Keywords: Burnout; Mental Health; COVID vaccination programme; Healthcare workers; Depersonalization
INTRODUCTION
The COVID-19 pandemic has imposed significant challenges on healthcare systems globally, with healthcare workers (HCWs) bearing much of the burden. In particular, frontline HCWs have faced not only the physical demands of patient care but also heightened psychological stress due to prolonged exposure to the virus, increased workloads, and fears of personal and family infection.

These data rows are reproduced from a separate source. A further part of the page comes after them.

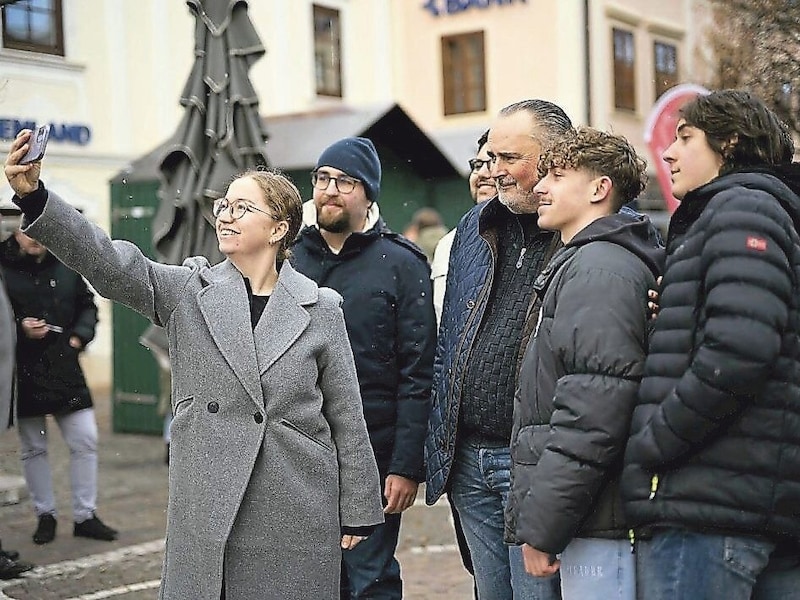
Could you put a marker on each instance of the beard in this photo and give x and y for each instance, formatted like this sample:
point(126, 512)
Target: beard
point(333, 223)
point(518, 201)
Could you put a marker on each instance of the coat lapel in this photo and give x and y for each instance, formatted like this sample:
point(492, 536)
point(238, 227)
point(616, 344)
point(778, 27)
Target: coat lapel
point(226, 310)
point(284, 318)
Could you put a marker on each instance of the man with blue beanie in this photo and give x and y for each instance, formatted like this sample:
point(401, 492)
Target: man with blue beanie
point(388, 309)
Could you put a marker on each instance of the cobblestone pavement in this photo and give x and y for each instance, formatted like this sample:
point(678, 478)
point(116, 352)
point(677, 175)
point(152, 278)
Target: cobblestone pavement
point(132, 498)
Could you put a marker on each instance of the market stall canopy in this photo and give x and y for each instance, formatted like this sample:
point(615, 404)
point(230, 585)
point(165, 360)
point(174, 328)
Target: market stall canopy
point(296, 140)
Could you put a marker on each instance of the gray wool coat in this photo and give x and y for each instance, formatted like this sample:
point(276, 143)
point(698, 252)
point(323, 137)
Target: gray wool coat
point(270, 453)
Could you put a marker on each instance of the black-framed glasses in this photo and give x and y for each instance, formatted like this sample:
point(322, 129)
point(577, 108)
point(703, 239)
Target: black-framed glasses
point(344, 183)
point(237, 208)
point(476, 164)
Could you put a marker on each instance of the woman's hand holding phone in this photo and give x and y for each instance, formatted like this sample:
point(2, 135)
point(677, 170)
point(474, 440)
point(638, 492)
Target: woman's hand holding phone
point(23, 179)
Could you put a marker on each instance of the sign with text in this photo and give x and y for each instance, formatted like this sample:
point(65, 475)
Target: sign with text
point(450, 7)
point(70, 133)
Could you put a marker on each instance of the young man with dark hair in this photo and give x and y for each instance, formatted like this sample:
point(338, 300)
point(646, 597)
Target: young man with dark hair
point(712, 468)
point(580, 372)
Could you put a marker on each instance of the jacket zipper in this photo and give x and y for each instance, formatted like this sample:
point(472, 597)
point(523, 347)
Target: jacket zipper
point(653, 487)
point(472, 315)
point(522, 252)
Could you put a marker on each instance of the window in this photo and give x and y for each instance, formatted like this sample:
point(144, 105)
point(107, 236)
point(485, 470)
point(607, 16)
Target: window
point(666, 67)
point(464, 73)
point(327, 51)
point(624, 82)
point(34, 25)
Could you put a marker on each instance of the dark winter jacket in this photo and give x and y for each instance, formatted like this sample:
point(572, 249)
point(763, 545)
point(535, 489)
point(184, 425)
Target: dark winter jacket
point(470, 278)
point(578, 383)
point(388, 309)
point(7, 360)
point(49, 375)
point(715, 438)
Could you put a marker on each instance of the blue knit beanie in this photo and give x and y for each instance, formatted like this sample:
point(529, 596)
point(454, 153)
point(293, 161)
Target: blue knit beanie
point(358, 158)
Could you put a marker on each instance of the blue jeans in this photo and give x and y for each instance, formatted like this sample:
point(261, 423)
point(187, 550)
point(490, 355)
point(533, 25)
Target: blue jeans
point(598, 568)
point(480, 483)
point(678, 564)
point(370, 570)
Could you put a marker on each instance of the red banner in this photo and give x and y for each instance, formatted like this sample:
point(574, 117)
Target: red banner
point(659, 133)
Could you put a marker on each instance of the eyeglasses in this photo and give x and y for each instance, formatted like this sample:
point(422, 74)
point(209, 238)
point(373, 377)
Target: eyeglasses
point(237, 208)
point(476, 164)
point(343, 183)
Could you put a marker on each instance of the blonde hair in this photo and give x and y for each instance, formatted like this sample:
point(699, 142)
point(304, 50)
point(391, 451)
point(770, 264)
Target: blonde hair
point(283, 200)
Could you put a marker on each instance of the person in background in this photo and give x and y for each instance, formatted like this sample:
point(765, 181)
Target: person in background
point(481, 189)
point(711, 481)
point(11, 566)
point(426, 229)
point(56, 318)
point(497, 254)
point(271, 475)
point(580, 372)
point(385, 282)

Numerous studies have shown that the mental health of HCWs is under severe strain, with reports of increased levels of anxiety, depression, burnout, and post-traumatic stress disorder (PTSD) [1,2]. The constant pressure, coupled with the fear of contracting or spreading the virus, has made HCWs particularly vulnerable to mental health deterioration [3].

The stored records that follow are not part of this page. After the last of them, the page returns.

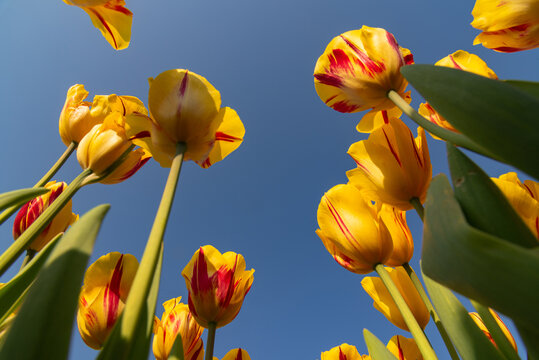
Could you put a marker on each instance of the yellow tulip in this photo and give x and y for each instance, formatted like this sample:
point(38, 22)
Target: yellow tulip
point(351, 230)
point(524, 197)
point(384, 303)
point(185, 107)
point(34, 208)
point(507, 26)
point(217, 285)
point(356, 71)
point(102, 298)
point(393, 167)
point(479, 322)
point(111, 17)
point(177, 319)
point(461, 60)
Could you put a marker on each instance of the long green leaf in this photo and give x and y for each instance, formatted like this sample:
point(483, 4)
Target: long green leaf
point(470, 341)
point(497, 116)
point(482, 267)
point(42, 328)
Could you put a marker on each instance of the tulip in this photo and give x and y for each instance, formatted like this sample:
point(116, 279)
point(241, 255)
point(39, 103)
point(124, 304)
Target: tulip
point(102, 298)
point(384, 303)
point(461, 60)
point(185, 107)
point(177, 319)
point(217, 285)
point(34, 208)
point(357, 70)
point(351, 230)
point(507, 26)
point(111, 17)
point(523, 197)
point(479, 322)
point(393, 167)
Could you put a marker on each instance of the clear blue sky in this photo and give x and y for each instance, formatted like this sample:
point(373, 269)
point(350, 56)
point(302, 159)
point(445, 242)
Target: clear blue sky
point(261, 201)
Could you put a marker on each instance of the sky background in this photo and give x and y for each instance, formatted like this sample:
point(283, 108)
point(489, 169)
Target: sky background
point(262, 200)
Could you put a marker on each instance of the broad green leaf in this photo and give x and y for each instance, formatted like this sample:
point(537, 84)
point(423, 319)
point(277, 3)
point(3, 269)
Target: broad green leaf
point(483, 204)
point(470, 341)
point(377, 349)
point(482, 267)
point(497, 116)
point(12, 291)
point(42, 327)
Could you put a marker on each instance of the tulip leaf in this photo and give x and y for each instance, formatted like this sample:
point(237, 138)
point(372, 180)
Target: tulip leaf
point(469, 340)
point(483, 203)
point(43, 325)
point(14, 289)
point(482, 267)
point(377, 349)
point(499, 117)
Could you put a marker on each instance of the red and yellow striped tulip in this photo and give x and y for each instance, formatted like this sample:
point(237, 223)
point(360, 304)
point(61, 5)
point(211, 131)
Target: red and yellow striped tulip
point(34, 208)
point(352, 231)
point(358, 68)
point(102, 298)
point(186, 108)
point(217, 285)
point(393, 167)
point(507, 26)
point(111, 17)
point(384, 303)
point(177, 319)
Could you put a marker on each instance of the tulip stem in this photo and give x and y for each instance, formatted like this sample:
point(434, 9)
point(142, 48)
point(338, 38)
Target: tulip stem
point(421, 340)
point(448, 135)
point(9, 211)
point(422, 293)
point(210, 341)
point(26, 238)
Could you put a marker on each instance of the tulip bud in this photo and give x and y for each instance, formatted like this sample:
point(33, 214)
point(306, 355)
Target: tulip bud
point(102, 298)
point(34, 208)
point(217, 285)
point(384, 303)
point(177, 319)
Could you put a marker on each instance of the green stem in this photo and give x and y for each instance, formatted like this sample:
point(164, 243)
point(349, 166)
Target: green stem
point(145, 273)
point(210, 341)
point(416, 203)
point(422, 293)
point(448, 135)
point(26, 238)
point(421, 340)
point(9, 211)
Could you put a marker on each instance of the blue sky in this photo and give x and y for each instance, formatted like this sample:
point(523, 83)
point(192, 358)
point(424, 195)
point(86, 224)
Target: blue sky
point(261, 201)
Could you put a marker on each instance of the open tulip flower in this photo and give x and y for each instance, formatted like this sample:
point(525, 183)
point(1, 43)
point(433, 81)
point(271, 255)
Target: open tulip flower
point(392, 166)
point(384, 303)
point(177, 319)
point(524, 197)
point(507, 26)
point(217, 285)
point(358, 68)
point(102, 298)
point(352, 231)
point(461, 60)
point(186, 108)
point(111, 17)
point(34, 208)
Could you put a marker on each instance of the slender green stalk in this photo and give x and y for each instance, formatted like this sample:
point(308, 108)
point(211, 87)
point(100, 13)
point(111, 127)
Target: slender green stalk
point(421, 340)
point(448, 135)
point(26, 238)
point(423, 294)
point(210, 341)
point(9, 211)
point(416, 203)
point(142, 282)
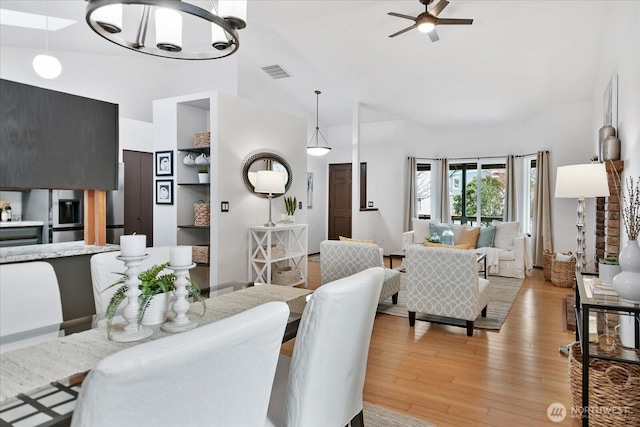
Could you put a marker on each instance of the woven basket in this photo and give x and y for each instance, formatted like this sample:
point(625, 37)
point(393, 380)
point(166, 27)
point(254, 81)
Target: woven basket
point(201, 214)
point(546, 266)
point(563, 273)
point(286, 276)
point(277, 251)
point(614, 390)
point(200, 254)
point(202, 139)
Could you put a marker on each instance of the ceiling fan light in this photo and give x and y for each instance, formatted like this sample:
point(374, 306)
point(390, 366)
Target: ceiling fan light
point(318, 151)
point(219, 38)
point(109, 18)
point(47, 66)
point(168, 30)
point(426, 27)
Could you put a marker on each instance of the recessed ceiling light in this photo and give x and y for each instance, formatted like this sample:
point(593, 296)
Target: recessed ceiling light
point(32, 20)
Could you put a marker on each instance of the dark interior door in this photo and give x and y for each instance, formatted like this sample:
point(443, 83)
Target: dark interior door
point(339, 200)
point(138, 194)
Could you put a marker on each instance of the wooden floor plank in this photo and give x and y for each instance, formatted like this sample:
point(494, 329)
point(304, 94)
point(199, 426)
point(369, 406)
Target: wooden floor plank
point(505, 378)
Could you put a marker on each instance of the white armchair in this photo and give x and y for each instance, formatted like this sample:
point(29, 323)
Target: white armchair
point(444, 282)
point(509, 257)
point(341, 259)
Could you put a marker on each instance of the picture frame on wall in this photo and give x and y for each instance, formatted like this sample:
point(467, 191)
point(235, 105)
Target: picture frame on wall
point(164, 192)
point(164, 163)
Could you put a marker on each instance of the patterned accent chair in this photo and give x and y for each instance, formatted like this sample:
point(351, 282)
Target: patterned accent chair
point(341, 259)
point(445, 283)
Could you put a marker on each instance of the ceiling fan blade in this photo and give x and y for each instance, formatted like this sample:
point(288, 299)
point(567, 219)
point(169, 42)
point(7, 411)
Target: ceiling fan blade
point(399, 15)
point(403, 31)
point(439, 7)
point(453, 21)
point(433, 35)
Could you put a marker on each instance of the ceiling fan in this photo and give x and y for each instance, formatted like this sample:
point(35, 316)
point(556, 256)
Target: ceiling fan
point(426, 22)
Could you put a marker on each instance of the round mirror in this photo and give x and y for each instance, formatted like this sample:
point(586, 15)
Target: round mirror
point(265, 160)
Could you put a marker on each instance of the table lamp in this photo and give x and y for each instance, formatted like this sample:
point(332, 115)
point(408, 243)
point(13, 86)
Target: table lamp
point(580, 182)
point(270, 183)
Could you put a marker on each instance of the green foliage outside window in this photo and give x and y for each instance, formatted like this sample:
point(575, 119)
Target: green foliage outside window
point(491, 197)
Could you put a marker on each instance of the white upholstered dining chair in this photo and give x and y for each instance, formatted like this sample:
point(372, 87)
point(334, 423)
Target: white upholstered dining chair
point(218, 374)
point(340, 259)
point(29, 299)
point(321, 384)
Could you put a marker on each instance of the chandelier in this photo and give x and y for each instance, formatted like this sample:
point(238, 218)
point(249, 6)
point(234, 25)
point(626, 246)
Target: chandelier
point(126, 23)
point(315, 149)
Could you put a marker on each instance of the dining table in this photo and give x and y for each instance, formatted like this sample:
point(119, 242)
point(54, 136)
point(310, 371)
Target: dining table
point(39, 383)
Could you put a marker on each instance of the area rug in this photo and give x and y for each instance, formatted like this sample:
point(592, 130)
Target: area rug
point(376, 416)
point(502, 294)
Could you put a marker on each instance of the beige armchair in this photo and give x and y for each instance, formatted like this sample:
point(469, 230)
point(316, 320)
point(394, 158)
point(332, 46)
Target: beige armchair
point(444, 282)
point(341, 259)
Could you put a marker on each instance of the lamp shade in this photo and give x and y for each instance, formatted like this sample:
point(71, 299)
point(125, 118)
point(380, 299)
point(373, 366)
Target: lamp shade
point(270, 182)
point(588, 180)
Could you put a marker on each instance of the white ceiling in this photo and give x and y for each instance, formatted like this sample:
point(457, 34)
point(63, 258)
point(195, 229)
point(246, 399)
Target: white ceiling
point(517, 57)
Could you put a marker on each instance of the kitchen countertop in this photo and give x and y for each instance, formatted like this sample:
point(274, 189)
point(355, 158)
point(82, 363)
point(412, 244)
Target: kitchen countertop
point(7, 224)
point(51, 250)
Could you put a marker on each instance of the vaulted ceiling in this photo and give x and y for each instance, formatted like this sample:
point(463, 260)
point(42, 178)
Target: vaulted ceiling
point(518, 56)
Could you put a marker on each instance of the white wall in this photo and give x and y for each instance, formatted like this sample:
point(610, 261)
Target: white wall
point(621, 55)
point(238, 128)
point(132, 80)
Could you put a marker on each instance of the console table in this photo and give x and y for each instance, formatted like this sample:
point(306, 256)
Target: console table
point(276, 247)
point(586, 302)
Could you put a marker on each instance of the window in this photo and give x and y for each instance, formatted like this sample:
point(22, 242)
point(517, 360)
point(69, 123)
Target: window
point(476, 192)
point(423, 188)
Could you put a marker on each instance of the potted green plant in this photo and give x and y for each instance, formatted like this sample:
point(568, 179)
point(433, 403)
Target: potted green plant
point(203, 175)
point(154, 284)
point(290, 205)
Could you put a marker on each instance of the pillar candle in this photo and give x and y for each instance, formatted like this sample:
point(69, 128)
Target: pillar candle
point(133, 245)
point(180, 256)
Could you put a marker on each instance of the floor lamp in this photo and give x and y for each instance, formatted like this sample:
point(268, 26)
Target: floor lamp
point(581, 182)
point(269, 183)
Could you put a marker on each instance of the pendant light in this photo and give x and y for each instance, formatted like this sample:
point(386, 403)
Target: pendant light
point(46, 66)
point(315, 149)
point(170, 17)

In Malaysia, the government’s National Vaccination Programme (PICK) was a critical initiative to curb the spread of COVID-19. HCWs played a pivotal role in the administration and logistics of the vaccination rollout, which was particularly challenging in high-risk areas such as Ampangan, Negeri Sembilan—classified as a COVID-19 “red zone” due to the high number of active cases [4]. These workers not only had to manage their regular duties but also faced the additional strain of working in an environment where the risk of infection was high and resources were often stretched thin. Studies have demonstrated that working in such high-risk zones increases the likelihood of HCWs experiencing severe psychological outcomes, including emotional exhaustion, depersonalization, and reduced personal accomplishment—key indicators of burnout [5,6].

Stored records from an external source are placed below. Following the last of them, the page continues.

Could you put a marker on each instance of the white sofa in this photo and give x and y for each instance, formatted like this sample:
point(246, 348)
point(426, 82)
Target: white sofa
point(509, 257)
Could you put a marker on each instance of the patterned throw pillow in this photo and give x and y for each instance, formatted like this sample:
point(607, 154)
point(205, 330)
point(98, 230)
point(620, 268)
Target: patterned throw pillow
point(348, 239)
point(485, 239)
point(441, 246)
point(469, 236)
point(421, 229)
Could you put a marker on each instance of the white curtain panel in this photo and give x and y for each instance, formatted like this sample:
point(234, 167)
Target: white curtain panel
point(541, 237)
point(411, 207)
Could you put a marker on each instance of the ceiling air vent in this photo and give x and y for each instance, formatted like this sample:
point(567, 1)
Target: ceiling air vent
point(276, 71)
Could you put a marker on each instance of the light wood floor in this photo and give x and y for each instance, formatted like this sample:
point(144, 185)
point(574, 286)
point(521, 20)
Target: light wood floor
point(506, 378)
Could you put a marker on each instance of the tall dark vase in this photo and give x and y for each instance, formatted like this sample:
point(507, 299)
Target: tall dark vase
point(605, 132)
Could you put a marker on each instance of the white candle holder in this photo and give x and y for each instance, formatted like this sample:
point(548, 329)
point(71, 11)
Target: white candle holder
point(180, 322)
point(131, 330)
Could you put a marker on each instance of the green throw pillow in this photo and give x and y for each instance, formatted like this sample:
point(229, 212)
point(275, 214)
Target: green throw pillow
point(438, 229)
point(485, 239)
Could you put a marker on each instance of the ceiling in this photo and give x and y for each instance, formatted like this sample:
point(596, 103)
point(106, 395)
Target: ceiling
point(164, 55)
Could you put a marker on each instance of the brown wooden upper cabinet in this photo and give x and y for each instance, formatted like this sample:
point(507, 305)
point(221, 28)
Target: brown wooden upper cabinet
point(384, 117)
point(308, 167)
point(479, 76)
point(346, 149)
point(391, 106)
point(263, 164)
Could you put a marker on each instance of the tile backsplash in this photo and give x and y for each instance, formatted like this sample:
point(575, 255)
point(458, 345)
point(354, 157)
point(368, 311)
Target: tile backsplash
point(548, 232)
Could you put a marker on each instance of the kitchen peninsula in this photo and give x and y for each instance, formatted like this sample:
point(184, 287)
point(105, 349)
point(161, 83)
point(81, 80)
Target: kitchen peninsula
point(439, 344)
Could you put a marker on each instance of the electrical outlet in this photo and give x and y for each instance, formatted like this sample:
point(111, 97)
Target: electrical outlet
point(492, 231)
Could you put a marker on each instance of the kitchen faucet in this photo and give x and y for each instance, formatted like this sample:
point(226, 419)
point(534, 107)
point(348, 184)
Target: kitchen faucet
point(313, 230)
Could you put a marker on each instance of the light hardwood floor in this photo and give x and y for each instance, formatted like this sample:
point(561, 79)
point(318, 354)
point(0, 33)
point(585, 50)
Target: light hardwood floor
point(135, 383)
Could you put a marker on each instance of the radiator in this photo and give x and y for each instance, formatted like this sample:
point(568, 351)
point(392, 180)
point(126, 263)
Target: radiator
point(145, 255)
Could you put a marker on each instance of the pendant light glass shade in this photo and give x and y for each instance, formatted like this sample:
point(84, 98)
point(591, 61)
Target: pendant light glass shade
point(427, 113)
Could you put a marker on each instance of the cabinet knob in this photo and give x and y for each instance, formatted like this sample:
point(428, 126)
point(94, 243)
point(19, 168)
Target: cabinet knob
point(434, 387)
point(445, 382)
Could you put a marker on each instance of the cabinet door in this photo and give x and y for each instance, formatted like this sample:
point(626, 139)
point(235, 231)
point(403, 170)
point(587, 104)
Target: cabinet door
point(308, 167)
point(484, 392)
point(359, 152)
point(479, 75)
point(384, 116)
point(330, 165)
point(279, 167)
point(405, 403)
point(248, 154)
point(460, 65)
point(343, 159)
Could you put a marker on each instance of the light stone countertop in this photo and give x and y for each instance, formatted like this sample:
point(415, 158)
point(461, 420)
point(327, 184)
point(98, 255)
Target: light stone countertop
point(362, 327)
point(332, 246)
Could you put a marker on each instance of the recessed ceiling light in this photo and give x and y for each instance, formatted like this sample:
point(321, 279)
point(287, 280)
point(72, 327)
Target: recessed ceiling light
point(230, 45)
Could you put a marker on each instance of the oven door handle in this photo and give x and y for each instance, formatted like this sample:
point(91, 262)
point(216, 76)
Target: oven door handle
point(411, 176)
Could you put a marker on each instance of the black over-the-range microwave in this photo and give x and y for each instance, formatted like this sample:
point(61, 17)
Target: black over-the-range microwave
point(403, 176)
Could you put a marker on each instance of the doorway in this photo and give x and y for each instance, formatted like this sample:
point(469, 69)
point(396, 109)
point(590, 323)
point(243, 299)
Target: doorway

The pandemic’s psychological impact on HCWs has not been uniformly distributed, as factors such as age, gender, job role, and pre-existing health conditions can exacerbate or mitigate these effects [7]. As a result, it is important to study the specific mental health outcomes associated with HCWs who were actively involved in the PICK programme in high-risk areas. This research focuses on healthcare staff in a private hospital in Ampangan, aiming to assess their levels of burnout, depression, fear of COVID-19, and self-efficacy.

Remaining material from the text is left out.